Merging multiple data files from the same survey (ESBJERG)

Data from Esbjerg was recorded in 8 individual surveys, using 4 different calibations (leading to 4 different system GEX files)

”TX07_20230906_2x4_RC20-33.gex”: 20230921, 20230922, 20230925, 20230926 “TX07_20231016_2x4_RC20-33.gex”: 20231026, 20231027 “TX07_20231127_2x4x1_RC20_33.gex”: 20240109 “TX07_20240125_2x4_RC20-33.gex”: 20240313

For the first 3 surveys the same number of gates were used, but it differedin the lasy (TX07_20240125_2x4_RC20-33.gex)

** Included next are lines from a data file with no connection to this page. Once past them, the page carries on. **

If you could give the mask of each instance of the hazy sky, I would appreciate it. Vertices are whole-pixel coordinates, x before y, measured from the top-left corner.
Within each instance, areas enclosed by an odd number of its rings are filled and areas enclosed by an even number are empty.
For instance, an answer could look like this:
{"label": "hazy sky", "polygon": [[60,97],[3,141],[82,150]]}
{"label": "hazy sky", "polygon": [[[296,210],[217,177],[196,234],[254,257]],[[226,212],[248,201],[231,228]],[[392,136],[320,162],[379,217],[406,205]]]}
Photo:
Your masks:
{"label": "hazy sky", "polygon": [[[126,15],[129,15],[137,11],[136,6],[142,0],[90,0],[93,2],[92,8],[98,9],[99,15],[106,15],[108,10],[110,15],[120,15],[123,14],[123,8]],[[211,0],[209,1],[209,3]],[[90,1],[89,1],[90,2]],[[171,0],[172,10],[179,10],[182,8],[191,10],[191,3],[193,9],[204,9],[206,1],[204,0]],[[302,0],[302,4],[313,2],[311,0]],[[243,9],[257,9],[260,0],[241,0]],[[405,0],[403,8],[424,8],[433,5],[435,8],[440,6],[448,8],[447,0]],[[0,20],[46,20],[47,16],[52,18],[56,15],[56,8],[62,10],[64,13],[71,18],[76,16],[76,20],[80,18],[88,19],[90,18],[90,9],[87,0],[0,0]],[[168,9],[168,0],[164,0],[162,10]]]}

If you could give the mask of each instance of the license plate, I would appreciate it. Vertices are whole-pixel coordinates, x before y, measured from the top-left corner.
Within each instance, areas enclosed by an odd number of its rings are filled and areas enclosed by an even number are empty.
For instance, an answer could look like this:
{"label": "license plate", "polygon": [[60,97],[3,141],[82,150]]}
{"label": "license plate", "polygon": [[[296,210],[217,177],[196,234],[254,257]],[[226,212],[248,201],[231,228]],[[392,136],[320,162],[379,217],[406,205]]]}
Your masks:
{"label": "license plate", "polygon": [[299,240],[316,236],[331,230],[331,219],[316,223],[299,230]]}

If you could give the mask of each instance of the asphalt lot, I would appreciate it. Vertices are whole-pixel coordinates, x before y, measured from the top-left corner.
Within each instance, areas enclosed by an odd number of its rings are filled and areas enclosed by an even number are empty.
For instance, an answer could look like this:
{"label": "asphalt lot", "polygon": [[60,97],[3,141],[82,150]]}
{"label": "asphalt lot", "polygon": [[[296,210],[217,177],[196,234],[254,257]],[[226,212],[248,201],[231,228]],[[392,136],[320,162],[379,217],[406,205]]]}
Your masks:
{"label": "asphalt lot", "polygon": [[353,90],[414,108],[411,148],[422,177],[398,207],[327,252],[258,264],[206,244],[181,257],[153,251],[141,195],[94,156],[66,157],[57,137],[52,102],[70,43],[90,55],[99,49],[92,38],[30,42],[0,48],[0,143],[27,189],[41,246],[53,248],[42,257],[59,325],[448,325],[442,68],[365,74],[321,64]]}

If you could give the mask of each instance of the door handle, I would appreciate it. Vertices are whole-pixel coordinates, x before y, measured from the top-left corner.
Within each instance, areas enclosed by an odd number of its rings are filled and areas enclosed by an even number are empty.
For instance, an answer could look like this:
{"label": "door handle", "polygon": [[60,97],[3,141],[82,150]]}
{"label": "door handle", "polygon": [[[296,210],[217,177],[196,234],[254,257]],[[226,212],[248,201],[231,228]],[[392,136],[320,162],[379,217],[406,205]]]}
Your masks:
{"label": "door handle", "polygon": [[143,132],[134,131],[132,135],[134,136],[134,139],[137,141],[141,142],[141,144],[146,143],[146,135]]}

Below is an example of how to

A: invert each survey individually, and then combine the results

  • a1) combine survey files (data) for each calibration file

  • b1) invert each survey individually

  • c1) merge all posterior results in to one posterior file

B: Combine all data (for the first three surveys) and one system file to invert all data

[1]:
try:
    # Check if the code is running in an IPython kernel (which includes Jupyter notebooks)
    get_ipython()
    # If the above line doesn't raise an error, it means we are in a Jupyter environment
    # Execute the magic commands using IPython's run_line_magic function
    get_ipython().run_line_magic('load_ext', 'autoreload')
    get_ipython().run_line_magic('autoreload', '2')
except:
    # If get_ipython() raises an error, we are not in a Jupyter environment
    # # #%load_ext autoreload
    # # #%autoreload 2
    pass
[2]:
import integrate as ig
import numpy as np
import matplotlib.pyplot as plt
# check if parallel computations can be performed
parallel = ig.use_parallel(showInfo=1)
Notebook detected. Parallel processing is OK

GET The raw data, and merge surveys

[3]:
# 8 DATA files are available, corresponding to 8 different surveys obtained with 4 different GEX files
case = 'ESBJERG'
files = ig.get_case_data(case=case, loadType='premerge')
Getting data for case: ESBJERG
Downloading 20230921_AVG_export.h5
Downloaded 20230921_AVG_export.h5
Downloading 20230922_AVG_export.h5
Downloaded 20230922_AVG_export.h5
Downloading 20230925_AVG_export.h5
Downloaded 20230925_AVG_export.h5
Downloading 20230926_AVG_export.h5
Downloaded 20230926_AVG_export.h5
Downloading 20231026_AVG_export.h5
Downloaded 20231026_AVG_export.h5
Downloading 20231027_AVG_export.h5
Downloaded 20231027_AVG_export.h5
Downloading 20240109_AVG_export.h5
Downloaded 20240109_AVG_export.h5
Downloading 20240313_AVG_export.h5
Downloaded 20240313_AVG_export.h5
--> Got data for case: ESBJERG

Case A: Treat each area individually

[4]:
# Define the surveys with the same systemfile (gex)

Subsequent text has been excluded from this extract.